You are viewing a plain text version of this content. The canonical link for it is here.
Posted to dev@streams.apache.org by Danny Sullivan <ds...@hotmail.com> on 2013/07/09 21:40:57 UTC

Subscriber/ Publisher handling of activity

Will publishers or subscribers be in charge or making sure that only specific activity stream entries make it to a certain queue?
If publishers are in charge, I would imagine that there would exist a list of all subscribers for each publisher. Then each activity published would be added to all the subscribers in that publishers subscriber list. 
If subscribers are in charge, each subscriber would have a list of publishers he/she is subscribed to. Then on some sort of timer, the list would be iterated through and all activity entires not already consumed by that subscriber would be outputted.  
Looking at the application architecture here: http://streams.incubator.apache.org/architecture.html It looks like all activity is passed through a single queue. If this is going to be the implementation going forward, I would think it would make more sense for subscribers to handle the filtering. That would make it so that all activity entires could be dumped in a single database by the publishers and activity could be extracted and filtered based on some list kept by each individual subscriber. Let me know if this sounds like it aligns with the direction of the project. I would like to have the functionality to allow subscribers to get only specific messages that are published.     		 	   		  

Re: Subscriber/ Publisher handling of activity

Posted by Jason Letourneau <jl...@gmail.com>.
It isn't true that a subscriber necessarily knows what publisher it
cares about or that it cares at all, so tying it to Q's created for
specific publishers gets messy pretty fast since you'd need a Q for
every possible type of filter you'd want as well (aka by activity
type, user account, subject, etc.)

The aggregator service basically manages each activity independant of
where it came from and allows the subscribers to decide if they care
about each activity independently.  It is in theory in a constant
state of popping and iterating over each subscriber.  One way to scale
this would be to create multiple aggregator service instances, that
grabbed an activity when they were available to do so and retained the
same list of subscribers to iterate through.

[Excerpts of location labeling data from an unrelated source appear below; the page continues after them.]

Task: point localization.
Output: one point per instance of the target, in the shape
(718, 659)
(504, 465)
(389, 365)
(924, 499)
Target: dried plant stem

The way a subscriber is currently instantiated is it posts the filters
it wants to be created with along with the filter criteria to apply to
an activity it is offered - at which point a bean for the subscriber
is instantiated.  My only concern with creating multiple aggregator
services would be blocking conditions that could occur when they
independantly offer activities to a subscriber.  Since we are looking
to be as high performance as possible, that could or could not be an
issue, I am not sure.  But there may be a smart way for aggregators to
collaborate on how they work with the subscribers...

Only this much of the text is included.